In July 1826 it was reported in the newspapers that a six-year old child had died of hydrophobia, the dread disease otherwise known as rabies. The child and his mother were walking alone in the New Forest when a rabid dog attacked them, biting the boy’s face. The dog was chased into Fordingbridge that same day, where it was duly killed. Sadly, the little boy developed the disease and died within a month of the attack. Rabies, once widespread in Britain, is a viral disease that affects domestic and wild animals, and is usually spread through the bites and scratches of infected people and animals. Symptoms include hyperactivity, excited behaviour, increased production of saliva and the tell tale hydrophobia (fear of water). In times past the threat of rabies was often met with panic because people didn’t really understand its causes. As a result there were no effective public health policies to target the disease and with many dogs let free to roam in villages, towns and cities it was impossible to contain and so the spread of rabies continued unchecked.
Dog-days and mad dogs
In a series of letters, printed in the Southampton Herald during 1837, Southampton veterinary surgeon W. C. Spooner recommended public health strategies to prevent the disease, such as controlling the number of stray or loose dogs. He advised against killing dogs on account of them having fits, as this occurrence was not always caused by rabies, and recommended keeping alive dogs suspected of the disease to see if they actually developed the symptoms. Keeping a suspected ‘mad dog’ until it either developed rabies or did not, he believed, would greatly assist the victims of its bite in knowing if they were in danger of later contracting the disease. Spooner argued that rabies was not caused by hot weather during the ‘dog-days’ (hottest days of the year), which was a widely held belief because rabies seemed so prevalent in the Mediterranean and desert countries.
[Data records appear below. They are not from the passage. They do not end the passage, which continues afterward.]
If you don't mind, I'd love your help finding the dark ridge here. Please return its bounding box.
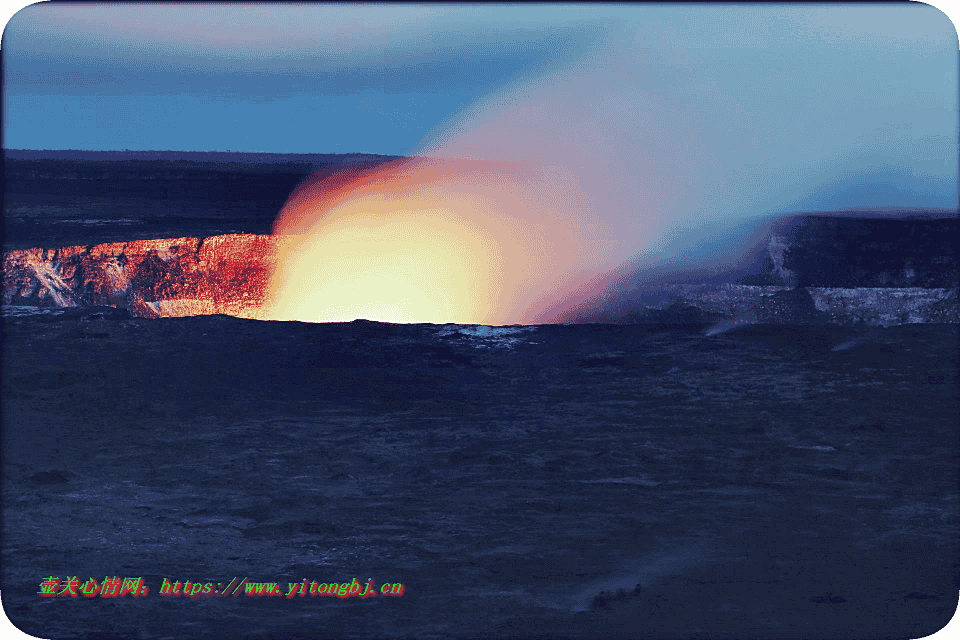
[3,149,403,164]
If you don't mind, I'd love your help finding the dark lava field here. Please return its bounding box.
[0,309,960,640]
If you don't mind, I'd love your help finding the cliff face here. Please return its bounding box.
[3,216,960,326]
[3,234,289,318]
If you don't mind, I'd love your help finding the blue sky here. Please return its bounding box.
[3,4,960,215]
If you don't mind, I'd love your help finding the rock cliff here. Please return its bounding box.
[3,234,289,318]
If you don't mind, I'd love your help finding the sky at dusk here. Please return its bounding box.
[3,3,960,219]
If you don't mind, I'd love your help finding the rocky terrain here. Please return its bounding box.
[0,308,960,640]
[0,152,960,640]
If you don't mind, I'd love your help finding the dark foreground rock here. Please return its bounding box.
[3,234,960,328]
[0,309,960,639]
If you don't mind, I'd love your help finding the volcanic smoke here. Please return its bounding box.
[267,30,792,325]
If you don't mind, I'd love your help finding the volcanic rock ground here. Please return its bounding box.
[0,309,960,639]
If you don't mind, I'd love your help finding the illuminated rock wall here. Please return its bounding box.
[3,234,290,318]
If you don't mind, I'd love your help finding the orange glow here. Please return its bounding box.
[267,158,628,324]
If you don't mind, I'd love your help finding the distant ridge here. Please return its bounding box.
[3,149,403,164]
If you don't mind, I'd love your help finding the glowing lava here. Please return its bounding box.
[267,28,764,324]
[269,158,624,324]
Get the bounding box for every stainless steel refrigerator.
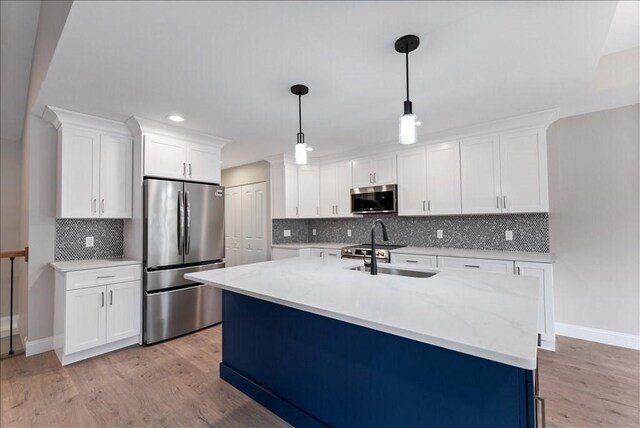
[143,178,224,344]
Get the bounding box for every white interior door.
[187,143,220,184]
[398,147,427,215]
[242,182,267,264]
[500,130,549,213]
[99,134,133,218]
[460,135,502,214]
[427,142,462,215]
[106,281,142,343]
[65,287,107,354]
[224,186,242,266]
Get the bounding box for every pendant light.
[395,35,421,144]
[291,85,309,165]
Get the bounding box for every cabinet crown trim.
[127,116,231,148]
[42,106,131,137]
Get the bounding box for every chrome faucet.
[371,219,389,275]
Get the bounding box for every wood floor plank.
[0,326,640,428]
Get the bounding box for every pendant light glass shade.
[296,143,307,165]
[400,114,418,144]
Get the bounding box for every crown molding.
[127,116,231,148]
[42,106,131,137]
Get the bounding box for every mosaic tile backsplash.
[55,218,124,261]
[273,213,549,253]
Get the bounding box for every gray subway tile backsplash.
[55,218,124,261]
[272,213,549,253]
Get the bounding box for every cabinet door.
[336,162,353,216]
[320,165,337,217]
[373,153,398,186]
[500,130,549,213]
[107,281,142,343]
[58,128,100,218]
[100,134,133,218]
[187,143,220,184]
[284,163,299,218]
[460,136,502,214]
[515,262,555,343]
[65,286,107,354]
[353,158,373,187]
[224,186,242,267]
[298,165,320,218]
[427,142,462,215]
[241,182,267,264]
[144,134,187,180]
[398,147,427,215]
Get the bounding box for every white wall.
[0,138,24,326]
[547,104,640,336]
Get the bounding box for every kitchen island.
[186,257,538,427]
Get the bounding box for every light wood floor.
[0,327,640,428]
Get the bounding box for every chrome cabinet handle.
[184,192,191,254]
[178,192,184,255]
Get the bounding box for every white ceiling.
[0,0,40,140]
[38,1,638,167]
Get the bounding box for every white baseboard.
[556,322,640,350]
[24,337,53,357]
[0,315,19,338]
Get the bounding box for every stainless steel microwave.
[351,184,398,214]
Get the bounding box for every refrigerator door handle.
[184,191,191,254]
[178,192,184,255]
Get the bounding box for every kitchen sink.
[348,265,438,278]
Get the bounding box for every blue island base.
[220,291,535,428]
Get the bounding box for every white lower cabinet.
[54,265,142,365]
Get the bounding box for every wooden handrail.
[0,247,29,262]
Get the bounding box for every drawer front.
[438,257,513,275]
[67,265,142,290]
[322,248,341,259]
[391,253,437,267]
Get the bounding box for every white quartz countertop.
[185,257,538,370]
[271,242,353,250]
[51,258,142,272]
[391,247,555,263]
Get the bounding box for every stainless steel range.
[342,244,405,263]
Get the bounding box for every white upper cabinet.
[44,107,133,218]
[353,153,398,187]
[398,147,427,215]
[320,162,353,217]
[426,142,462,215]
[460,135,502,214]
[144,133,221,184]
[500,129,549,213]
[298,165,320,218]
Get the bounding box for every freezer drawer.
[144,285,222,344]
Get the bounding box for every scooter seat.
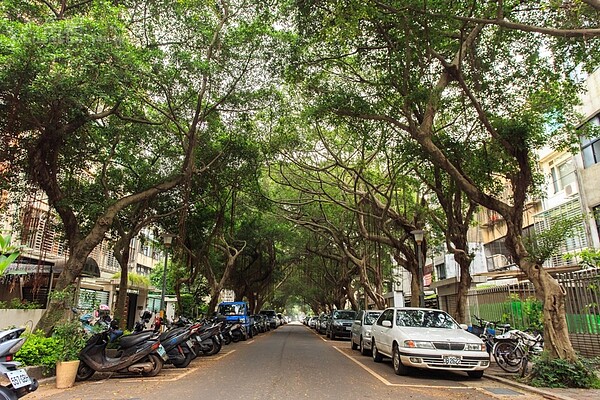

Any animal bite he recommended to be cauterised, excised or treated with silver nitrate, rather than using some of the remedies that had come to his attention, such as bathing in the sea at Southampton and dog owners cutting a tendon on the underside of a young dog’s tongue as a form of disease prevention. (Interestingly, the World Health Organisation recommend washing the bites and scratches, caused by infected animals, thoroughly for a minimum of 15 minutes with soap and water as a first response treatment for rabies.)
The Dogs Act 1871
In 1877 a rabid dog attacked children in a school in Shirley, which resulted in the death of a nine-year-old girl. The doctor giving evidence at the coroner’s court remarked on the high numbers of cases he had attended in the area where people had been bitten by dogs. The coroner at the girl’s inquest called for the local authorities to address the issue of the great number of dogs roaming at large in the town. Prompted by the attack and the subsequent death of the little girl, Spooner wrote to the newspapers again, under the pseudonym ‘Prophylactic’. It would seem that his previous advice had gone unheeded and he had actually been ridiculed for his beliefs in the prevention and treatment of rabies. By this stage in his life he was an eminent veterinarian and author of many books about animal husbandry, breeding horses and the agricultural capabilities of the New Forest. He repeated the information he had provided 35-years earlier and begged that people take notice. Nevertheless, the tide of public (and scientific) opinion was turning in his favour. Whilst no one in and around the area seemed aware that in 1871 The Dogs Act had been passed, local authorities had been given power, under Section 3 of the Act, to seize, sell or destroy stray or loose dogs. At last the scourge of rabies was beginning to be addressed nationally. The discovery by Louis Pasteur of a rabies vaccination in l885 and a series of Government-led public health initiatives finally enabled Britain to declare itself rabies-free in 1902.